How precarious was the Great Compromise and its ultimate success?

It was a very precarious time and the Convention almost divided irreparably over this issue of legislative representation. Fortunately, delegate Roger Sherman of Connecticut proposed a measure that would eventually save the Constitution. Roger Sherman was an influential politician with a distinguished political career. Sherman has the distinction of signing several great American documents—the Declaration and Resolves of 1774 (a document in which the colonists declared their resolve to oppose British power), the Declaration of Independence, the Articles of Confederation, and finally the United States Constitution.

Sherman played an influential role in the Convention, but he is most remembered for his compromise that saved the Convention and the Constitution. Under this so-called “Great Compromise,” the states would be represented equally in the Senate and the states would be represented proportionally in the House of Representatives based on population. This proposal reflects our current system.

However, Sherman’s proposal was voted down 6 to 5 when it was first introduced. The delegates continued to argue over the issue of proportional versus equal representation. On July 2, the states voted 5 to 5 on the question of equal representation in the Senate. The states of Connecticut, New York, New Jersey, Delaware, and Maryland favored equal representation. The states of Massachusetts, Pennsylvania, Virginia, North Carolina, and South Carolina opposed equal representation. The state of Georgia could have broken the tie, but the two Georgia delegates present—William Houstoun and Abraham Baldwin—split.

Four delegates from Georgia were present at the Convention. However, two of the members, William Few and William Pierce, left the convention for New York to vote on pressing matters in Congress. Few and Pierce would have voted against equal representation. The Convention was hanging in the balance. The small states would have lost the question of equal representation this day if it had not been for the vote of Abraham Baldwin. Baldwin had lived in Connecticut virtually his whole life, having moved to Georgia only three years before the Convention. Some historians assert that Baldwin saved the Constitution because he split the Georgia votes and saved the small states from defeat. They argue that Baldwin voted the way he did because he knew the small states would collapse the Convention if they lost the equal representation question in the Senate.

The Convention then agreed to allow a committee of one person from each of the 11 states to be formed to explore the question of how to organize the Congress.
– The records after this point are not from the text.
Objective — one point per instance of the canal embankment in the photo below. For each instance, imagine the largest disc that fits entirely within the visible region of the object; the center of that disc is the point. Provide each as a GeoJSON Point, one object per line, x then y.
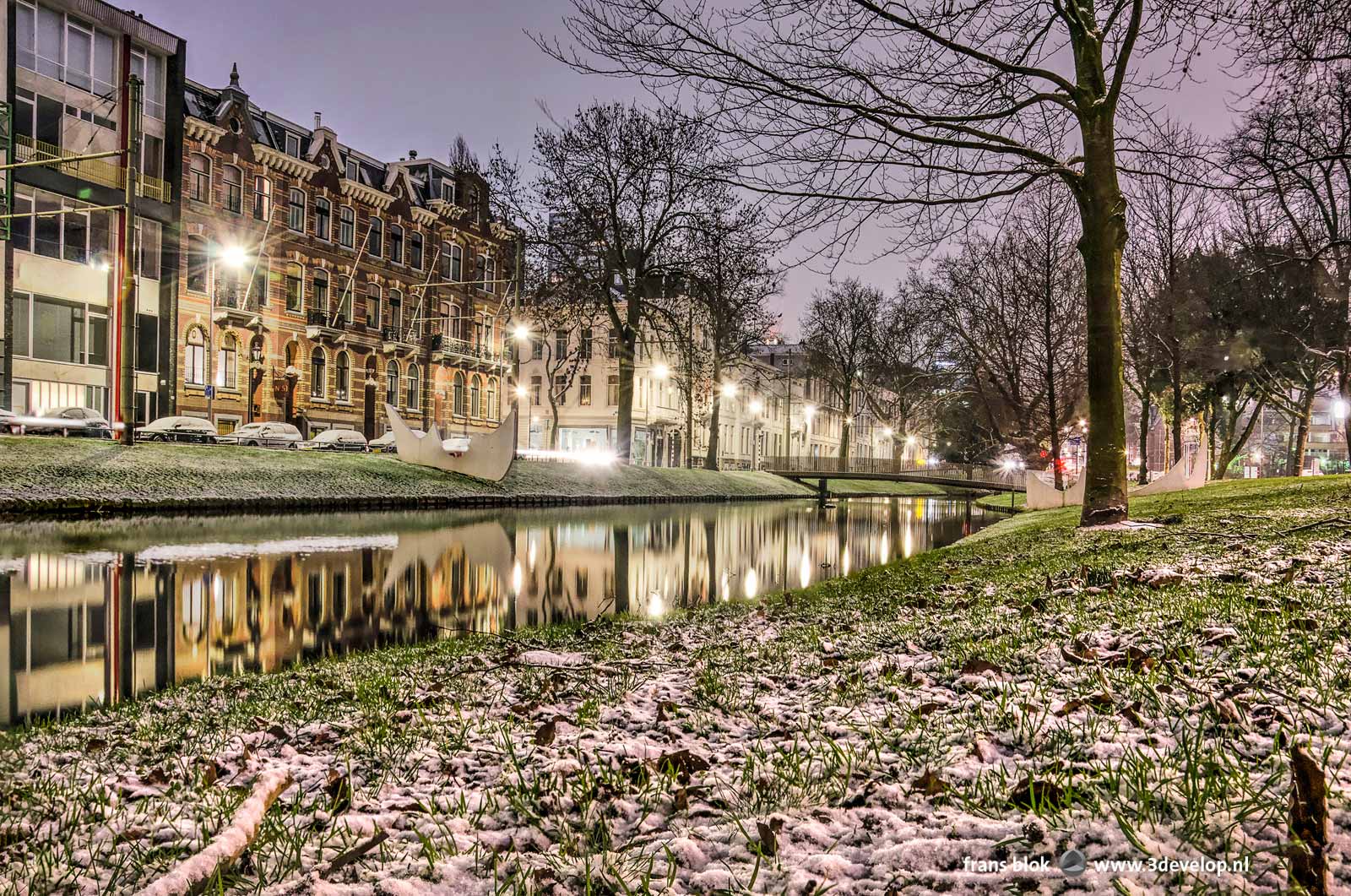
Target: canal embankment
{"type": "Point", "coordinates": [45, 477]}
{"type": "Point", "coordinates": [1030, 689]}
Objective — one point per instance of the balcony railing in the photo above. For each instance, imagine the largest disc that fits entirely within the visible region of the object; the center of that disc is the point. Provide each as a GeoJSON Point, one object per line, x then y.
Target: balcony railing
{"type": "Point", "coordinates": [96, 171]}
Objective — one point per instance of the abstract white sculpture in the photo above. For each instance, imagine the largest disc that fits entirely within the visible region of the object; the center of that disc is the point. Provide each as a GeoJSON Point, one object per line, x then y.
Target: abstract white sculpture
{"type": "Point", "coordinates": [486, 457]}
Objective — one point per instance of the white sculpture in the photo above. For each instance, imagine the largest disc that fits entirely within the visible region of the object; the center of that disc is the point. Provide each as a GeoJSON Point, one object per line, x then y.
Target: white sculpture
{"type": "Point", "coordinates": [486, 456]}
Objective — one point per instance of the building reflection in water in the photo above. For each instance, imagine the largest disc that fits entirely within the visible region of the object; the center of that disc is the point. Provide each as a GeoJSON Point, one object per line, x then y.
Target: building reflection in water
{"type": "Point", "coordinates": [83, 628]}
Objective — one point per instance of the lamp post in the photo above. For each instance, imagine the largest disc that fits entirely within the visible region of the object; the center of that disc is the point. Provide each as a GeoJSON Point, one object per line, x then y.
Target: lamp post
{"type": "Point", "coordinates": [233, 257]}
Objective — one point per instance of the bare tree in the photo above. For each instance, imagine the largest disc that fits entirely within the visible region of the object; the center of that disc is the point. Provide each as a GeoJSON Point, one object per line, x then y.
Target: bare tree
{"type": "Point", "coordinates": [1292, 157]}
{"type": "Point", "coordinates": [614, 188]}
{"type": "Point", "coordinates": [841, 329]}
{"type": "Point", "coordinates": [918, 114]}
{"type": "Point", "coordinates": [729, 260]}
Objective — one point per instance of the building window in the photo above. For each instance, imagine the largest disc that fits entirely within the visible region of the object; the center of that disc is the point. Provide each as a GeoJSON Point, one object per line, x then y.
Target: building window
{"type": "Point", "coordinates": [199, 263]}
{"type": "Point", "coordinates": [342, 376]}
{"type": "Point", "coordinates": [346, 226]}
{"type": "Point", "coordinates": [199, 177]}
{"type": "Point", "coordinates": [295, 287]}
{"type": "Point", "coordinates": [234, 182]}
{"type": "Point", "coordinates": [296, 211]}
{"type": "Point", "coordinates": [321, 295]}
{"type": "Point", "coordinates": [392, 383]}
{"type": "Point", "coordinates": [317, 373]}
{"type": "Point", "coordinates": [414, 383]}
{"type": "Point", "coordinates": [373, 306]}
{"type": "Point", "coordinates": [263, 198]}
{"type": "Point", "coordinates": [323, 215]}
{"type": "Point", "coordinates": [227, 360]}
{"type": "Point", "coordinates": [457, 395]}
{"type": "Point", "coordinates": [376, 238]}
{"type": "Point", "coordinates": [195, 358]}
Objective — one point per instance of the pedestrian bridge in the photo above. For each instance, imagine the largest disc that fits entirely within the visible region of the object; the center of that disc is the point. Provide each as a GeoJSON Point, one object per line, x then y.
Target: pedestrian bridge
{"type": "Point", "coordinates": [817, 470]}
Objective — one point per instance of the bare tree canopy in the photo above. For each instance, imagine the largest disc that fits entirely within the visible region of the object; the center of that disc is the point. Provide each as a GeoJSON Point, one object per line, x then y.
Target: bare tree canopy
{"type": "Point", "coordinates": [916, 115]}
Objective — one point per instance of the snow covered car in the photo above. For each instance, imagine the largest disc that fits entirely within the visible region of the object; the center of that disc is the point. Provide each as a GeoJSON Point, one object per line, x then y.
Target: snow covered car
{"type": "Point", "coordinates": [385, 443]}
{"type": "Point", "coordinates": [179, 429]}
{"type": "Point", "coordinates": [338, 441]}
{"type": "Point", "coordinates": [265, 436]}
{"type": "Point", "coordinates": [72, 421]}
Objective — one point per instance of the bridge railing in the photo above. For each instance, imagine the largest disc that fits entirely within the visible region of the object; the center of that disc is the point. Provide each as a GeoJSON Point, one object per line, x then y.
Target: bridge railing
{"type": "Point", "coordinates": [873, 465]}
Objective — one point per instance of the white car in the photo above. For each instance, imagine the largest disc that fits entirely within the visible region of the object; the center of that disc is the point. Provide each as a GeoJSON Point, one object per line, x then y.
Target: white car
{"type": "Point", "coordinates": [72, 421]}
{"type": "Point", "coordinates": [338, 441]}
{"type": "Point", "coordinates": [265, 434]}
{"type": "Point", "coordinates": [179, 429]}
{"type": "Point", "coordinates": [385, 443]}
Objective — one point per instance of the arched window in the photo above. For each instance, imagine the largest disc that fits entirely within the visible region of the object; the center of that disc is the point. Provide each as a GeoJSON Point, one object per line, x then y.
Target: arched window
{"type": "Point", "coordinates": [396, 311]}
{"type": "Point", "coordinates": [414, 388]}
{"type": "Point", "coordinates": [373, 317]}
{"type": "Point", "coordinates": [199, 263]}
{"type": "Point", "coordinates": [317, 373]}
{"type": "Point", "coordinates": [195, 358]}
{"type": "Point", "coordinates": [376, 241]}
{"type": "Point", "coordinates": [392, 383]}
{"type": "Point", "coordinates": [415, 250]}
{"type": "Point", "coordinates": [227, 362]}
{"type": "Point", "coordinates": [346, 226]}
{"type": "Point", "coordinates": [296, 211]}
{"type": "Point", "coordinates": [321, 295]}
{"type": "Point", "coordinates": [323, 220]}
{"type": "Point", "coordinates": [342, 376]}
{"type": "Point", "coordinates": [200, 177]}
{"type": "Point", "coordinates": [234, 182]}
{"type": "Point", "coordinates": [295, 288]}
{"type": "Point", "coordinates": [458, 395]}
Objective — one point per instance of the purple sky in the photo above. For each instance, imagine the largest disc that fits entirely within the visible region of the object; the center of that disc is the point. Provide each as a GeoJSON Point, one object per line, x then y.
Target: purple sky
{"type": "Point", "coordinates": [371, 69]}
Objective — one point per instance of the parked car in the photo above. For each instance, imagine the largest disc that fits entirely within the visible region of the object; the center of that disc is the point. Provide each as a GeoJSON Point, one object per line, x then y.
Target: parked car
{"type": "Point", "coordinates": [338, 441]}
{"type": "Point", "coordinates": [72, 421]}
{"type": "Point", "coordinates": [265, 436]}
{"type": "Point", "coordinates": [179, 429]}
{"type": "Point", "coordinates": [385, 443]}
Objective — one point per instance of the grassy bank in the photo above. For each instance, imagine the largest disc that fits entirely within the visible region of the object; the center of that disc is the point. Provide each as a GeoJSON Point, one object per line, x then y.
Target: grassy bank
{"type": "Point", "coordinates": [1130, 692]}
{"type": "Point", "coordinates": [90, 476]}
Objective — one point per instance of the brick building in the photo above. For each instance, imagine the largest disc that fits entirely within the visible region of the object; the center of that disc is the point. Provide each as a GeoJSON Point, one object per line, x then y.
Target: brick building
{"type": "Point", "coordinates": [317, 280]}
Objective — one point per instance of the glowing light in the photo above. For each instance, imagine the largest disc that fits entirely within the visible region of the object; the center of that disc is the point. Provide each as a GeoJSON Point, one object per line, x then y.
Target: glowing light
{"type": "Point", "coordinates": [234, 256]}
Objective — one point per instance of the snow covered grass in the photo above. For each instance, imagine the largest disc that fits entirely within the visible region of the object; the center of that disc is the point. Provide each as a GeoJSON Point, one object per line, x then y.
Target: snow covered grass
{"type": "Point", "coordinates": [1131, 692]}
{"type": "Point", "coordinates": [87, 476]}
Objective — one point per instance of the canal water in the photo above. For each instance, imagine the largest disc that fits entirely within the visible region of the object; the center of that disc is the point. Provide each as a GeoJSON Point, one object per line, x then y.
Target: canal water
{"type": "Point", "coordinates": [107, 611]}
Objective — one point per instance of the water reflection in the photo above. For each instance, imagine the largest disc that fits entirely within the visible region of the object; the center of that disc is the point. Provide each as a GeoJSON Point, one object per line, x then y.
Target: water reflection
{"type": "Point", "coordinates": [155, 605]}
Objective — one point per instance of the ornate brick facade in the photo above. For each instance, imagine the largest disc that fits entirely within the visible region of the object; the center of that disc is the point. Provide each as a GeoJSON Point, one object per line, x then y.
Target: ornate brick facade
{"type": "Point", "coordinates": [317, 281]}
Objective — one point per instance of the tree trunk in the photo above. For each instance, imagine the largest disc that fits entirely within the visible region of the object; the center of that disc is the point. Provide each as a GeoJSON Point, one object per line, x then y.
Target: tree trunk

The states voted 10 to 1 in favor of such a committee. The committee was composed primarily of individuals who were in favor of a senate chosen by equal representation. On July 5, 1787, the committee read its report to the entire delegation. The report called for proportional representation in the House and equal representation in the Senate. Many of the delegates who had wanted proportional representation in both houses had conceded this issue, realizing that the delegates from the small states might leave if they did not get their way.